Definition
The lowest published altitude at which an aircraft using GNSS (satellite-based navigation, such as GPS) for course guidance is guaranteed both adequate satellite-signal reception and obstacle clearance along a given airway or route segment when operating under Instrument Flight Rules.
Plain English
On a route segment flown using GPS, this is the lowest altitude you are allowed to fly that still keeps you safely above terrain and obstacles and high enough for the satellites to work reliably.
Context Anchor
Seen on IFR en route charts where a route segment has a specific minimum altitude for aircraft using approved GNSS navigation.
Derivation
GNSS stands for Global Navigation Satellite System, the general term for satellite navigation networks (GPS is the U.S. version). MEA stands for Minimum En Route Altitude.

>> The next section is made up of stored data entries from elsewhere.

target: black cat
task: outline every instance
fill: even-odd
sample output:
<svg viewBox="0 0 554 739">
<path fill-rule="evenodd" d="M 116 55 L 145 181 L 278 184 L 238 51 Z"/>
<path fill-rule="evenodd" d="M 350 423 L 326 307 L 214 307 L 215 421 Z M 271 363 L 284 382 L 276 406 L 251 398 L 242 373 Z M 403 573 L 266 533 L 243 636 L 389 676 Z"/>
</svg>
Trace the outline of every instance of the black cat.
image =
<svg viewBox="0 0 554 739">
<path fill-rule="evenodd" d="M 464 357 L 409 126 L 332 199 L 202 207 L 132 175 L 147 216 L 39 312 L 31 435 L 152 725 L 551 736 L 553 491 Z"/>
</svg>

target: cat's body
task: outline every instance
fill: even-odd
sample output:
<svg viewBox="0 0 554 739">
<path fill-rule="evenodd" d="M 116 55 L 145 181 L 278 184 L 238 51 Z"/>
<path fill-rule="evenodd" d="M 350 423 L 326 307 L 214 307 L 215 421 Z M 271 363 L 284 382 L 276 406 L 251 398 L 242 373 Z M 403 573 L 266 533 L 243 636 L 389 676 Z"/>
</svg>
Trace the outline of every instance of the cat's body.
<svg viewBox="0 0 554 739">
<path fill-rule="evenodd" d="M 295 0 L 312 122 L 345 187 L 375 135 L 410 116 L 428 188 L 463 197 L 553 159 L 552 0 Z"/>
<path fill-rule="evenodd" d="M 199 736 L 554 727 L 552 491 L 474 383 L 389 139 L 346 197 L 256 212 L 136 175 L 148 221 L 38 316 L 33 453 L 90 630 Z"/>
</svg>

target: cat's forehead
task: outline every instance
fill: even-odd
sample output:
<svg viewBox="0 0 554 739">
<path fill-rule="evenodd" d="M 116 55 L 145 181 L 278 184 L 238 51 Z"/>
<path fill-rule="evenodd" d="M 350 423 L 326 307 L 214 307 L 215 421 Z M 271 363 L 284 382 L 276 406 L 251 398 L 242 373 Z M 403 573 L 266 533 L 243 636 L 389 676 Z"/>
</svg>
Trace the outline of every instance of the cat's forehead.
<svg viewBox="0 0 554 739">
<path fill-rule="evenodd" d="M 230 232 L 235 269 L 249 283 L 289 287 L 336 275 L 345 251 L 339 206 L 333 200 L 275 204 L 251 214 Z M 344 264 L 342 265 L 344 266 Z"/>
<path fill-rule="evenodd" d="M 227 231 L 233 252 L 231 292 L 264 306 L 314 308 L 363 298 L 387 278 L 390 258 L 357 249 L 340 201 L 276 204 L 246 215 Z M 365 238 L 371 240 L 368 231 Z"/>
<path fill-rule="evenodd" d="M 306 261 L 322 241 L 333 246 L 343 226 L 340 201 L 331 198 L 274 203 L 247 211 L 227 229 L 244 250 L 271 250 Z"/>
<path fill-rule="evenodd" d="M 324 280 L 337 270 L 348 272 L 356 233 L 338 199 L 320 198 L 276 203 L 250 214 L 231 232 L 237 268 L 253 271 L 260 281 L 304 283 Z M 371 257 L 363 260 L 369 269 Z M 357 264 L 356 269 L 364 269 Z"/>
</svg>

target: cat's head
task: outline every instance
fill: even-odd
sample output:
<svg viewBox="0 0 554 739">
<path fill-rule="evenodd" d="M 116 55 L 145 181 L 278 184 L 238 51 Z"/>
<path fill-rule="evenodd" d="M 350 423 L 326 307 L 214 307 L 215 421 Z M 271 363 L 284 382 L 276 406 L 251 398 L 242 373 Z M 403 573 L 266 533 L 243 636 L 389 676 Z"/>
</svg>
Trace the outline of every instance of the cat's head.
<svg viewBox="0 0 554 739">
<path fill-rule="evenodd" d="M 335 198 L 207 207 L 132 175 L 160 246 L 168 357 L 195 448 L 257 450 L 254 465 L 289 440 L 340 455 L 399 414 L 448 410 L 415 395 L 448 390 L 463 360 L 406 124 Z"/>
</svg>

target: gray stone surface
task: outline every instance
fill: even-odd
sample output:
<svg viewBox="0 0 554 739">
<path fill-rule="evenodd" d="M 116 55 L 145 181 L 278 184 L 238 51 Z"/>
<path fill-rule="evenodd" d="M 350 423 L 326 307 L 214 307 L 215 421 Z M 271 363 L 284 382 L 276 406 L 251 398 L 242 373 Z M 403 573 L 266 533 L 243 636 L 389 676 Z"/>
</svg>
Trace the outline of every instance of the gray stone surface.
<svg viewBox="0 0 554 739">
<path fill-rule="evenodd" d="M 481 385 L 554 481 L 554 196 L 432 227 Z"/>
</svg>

Putting GNSS in front of MEA simply tells the pilot this minimum altitude applies when the route is being flown by satellite navigation, which has different signal-reception needs than ground-based aids.
Why Pilots Care
It often permits a lower altitude than the conventional MEA, giving pilots better terrain clearance options and more efficient routing on GNSS-equipped aircraft.
Intuition Check
Do not read “minimum” as “recommended.” Here it means the lowest protected altitude allowed for that GNSS-based IFR route segment.
Example Sentence 1
On this segment the GNSS MEA is 4,000 feet, so we can file and fly the airway 1,000 feet lower than the standard MEA shown.
Example Sentence 2
The enroute chart showed a GNSS MEA of 5,000 feet for the segment, lower than the standard MEA.